Ce "patois" méprisé et malmené par les institutions de la IVe République. Une "langue de l’intimité". Celle qui régit le quotidien des travaux des champs, de la vie de la boria, des relations villageoises, mais s’arrête aux portes de l’école. Lorsque le crépuscule du temps ralentit les mouvements, les souvenirs ressurgissent. Toujours plus forts. Plus prégnants. Ils exhument des visages, des mots, des objets. Des instants vécus aussi. Tristes ou gais, mais sujets à interrogation.

Le fossé maison-école l’interpelle

Carles vient de ce monde d’avant fait de lenteur à l’image du couple de bœuf tirant son char à pas comptés. En fouillant dans les tiroirs de sa mémoire, il émerge ces tranches de vie.

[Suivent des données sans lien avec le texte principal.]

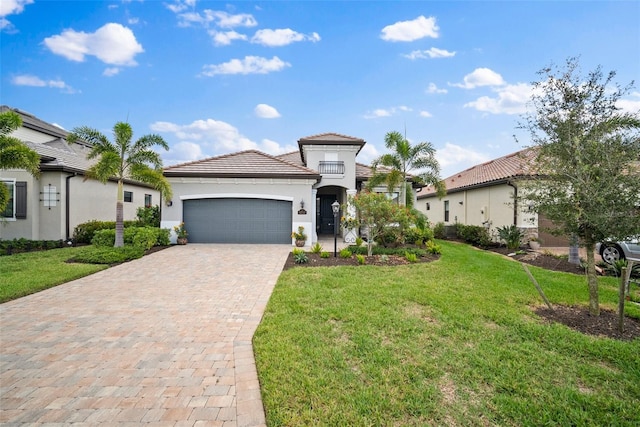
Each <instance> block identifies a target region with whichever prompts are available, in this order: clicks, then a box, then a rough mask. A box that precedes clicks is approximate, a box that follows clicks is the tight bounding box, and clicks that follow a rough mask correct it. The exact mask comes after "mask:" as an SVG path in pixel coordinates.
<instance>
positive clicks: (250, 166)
mask: <svg viewBox="0 0 640 427" xmlns="http://www.w3.org/2000/svg"><path fill="white" fill-rule="evenodd" d="M164 175H165V176H167V177H188V176H198V177H200V176H201V177H218V178H224V177H228V178H232V177H235V178H300V179H302V178H312V179H313V178H315V179H319V178H320V175H319V174H318V172H316V171H314V170H312V169H309V168H306V167H304V166H302V165H301V164H299V163H297V162H294V161H289V160H288V159H286V158H285V159H283V158H279V157H274V156H271V155H269V154H265V153H263V152H261V151H258V150H247V151H240V152H237V153H231V154H224V155H221V156H216V157H210V158H207V159H203V160H196V161H193V162H188V163H181V164H178V165H174V166H168V167H166V168H164Z"/></svg>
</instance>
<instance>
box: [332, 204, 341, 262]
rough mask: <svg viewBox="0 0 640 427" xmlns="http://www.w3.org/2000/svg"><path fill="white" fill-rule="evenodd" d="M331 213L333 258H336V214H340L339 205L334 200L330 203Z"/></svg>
mask: <svg viewBox="0 0 640 427" xmlns="http://www.w3.org/2000/svg"><path fill="white" fill-rule="evenodd" d="M331 210H332V211H333V257H334V258H335V257H337V256H338V213H339V212H340V203H338V201H337V200H336V201H335V202H333V203H331Z"/></svg>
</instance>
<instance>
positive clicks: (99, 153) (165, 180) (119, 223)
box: [67, 122, 171, 247]
mask: <svg viewBox="0 0 640 427" xmlns="http://www.w3.org/2000/svg"><path fill="white" fill-rule="evenodd" d="M113 137H114V141H113V142H111V141H109V139H108V138H107V137H106V136H105V135H103V134H102V133H100V132H99V131H97V130H96V129H92V128H90V127H86V126H82V127H79V128H75V129H74V130H73V132H72V133H71V134H70V135H69V136H68V137H67V140H68V141H69V142H70V143H73V142H75V141H76V140H78V139H82V140H84V141H86V142H88V143H90V144H92V148H91V151H90V152H89V155H88V158H89V159H94V158H99V160H98V161H97V163H95V164H94V165H93V166H91V168H89V170H88V171H87V177H88V178H93V179H97V180H98V181H100V182H103V183H106V182H107V181H108V180H109V179H110V178H114V179H116V180H117V181H118V197H117V201H116V241H115V245H114V246H115V247H121V246H124V232H123V231H124V226H123V219H124V218H123V204H124V190H123V184H124V180H125V179H132V180H135V181H140V182H143V183H146V184H150V185H151V186H153V187H154V188H156V189H157V190H159V191H161V192H162V195H163V197H164V198H165V200H168V199H170V198H171V186H170V184H169V182H168V181H167V180H166V178H165V177H164V176H163V175H162V159H161V158H160V155H159V154H158V153H156V152H155V151H153V149H152V147H154V146H156V145H158V146H160V147H162V148H164V149H165V150H168V149H169V145H168V144H167V143H166V142H165V140H164V139H162V137H161V136H159V135H155V134H149V135H144V136H142V137H140V138H139V139H137V140H136V141H135V142H132V138H133V130H132V129H131V126H130V125H129V123H124V122H118V123H116V124H115V125H114V126H113Z"/></svg>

Les questions sont là. Collées sur les pages qui défilent de cette "istoria d’un sauvatjot"-je suis cet enfant. L’auteur se mue en narrateur. Il se raconte tout en cherchant des réponses qui ne viennent pas. Avec les siens, il ne parle qu’occitan. "Une relation profonde et instinctive de l’enfant avec cette langue de l’intimité, différente de celle des institutions." Elle sera fondatrice pour le parcours futur de l’auteur qui donne à lire en deux temps (en occitan et en français) ce témoignage sur son itinéraire, basculement d’époque et de langue.

Un peu à la Giono, Carles promène sa plume auprès des siens, ces gens de bien labourant le quotidien de leur vie simple. Toute la force de "Istoria d’un sauvatjot" prend racine là. Le fossé maison-école l’interpelle. En dehors de la salle de classe, la seule langue qu’il parle c’est ce "patois".

Il ne connaît alors que ce nom. Langue d’oc ne résonne pas encore dans ses tympans. À l’institutrice qui ne lui répondra rien, il demande : "avant le français, il y avait le patois ?"

Dans le cadre des "Setmanas occitanas", et en partenariat avec la médiathèque de Villefranche, Serge Carles animera une rencontre autour de son livre "istoria d’un sauvatjot-je suis cet enfant" (édition bilingue occitan-français, Letras d’oc-2022) samedi 18 février à partir de 15 heures à l’hôtel les Fleurines à Villefranche, moment animé par Alain Raynal et Maryse Calvet. L’inauguration des Setmanas a lieu ce samedi à 10 heures à la Maison de l’occitan.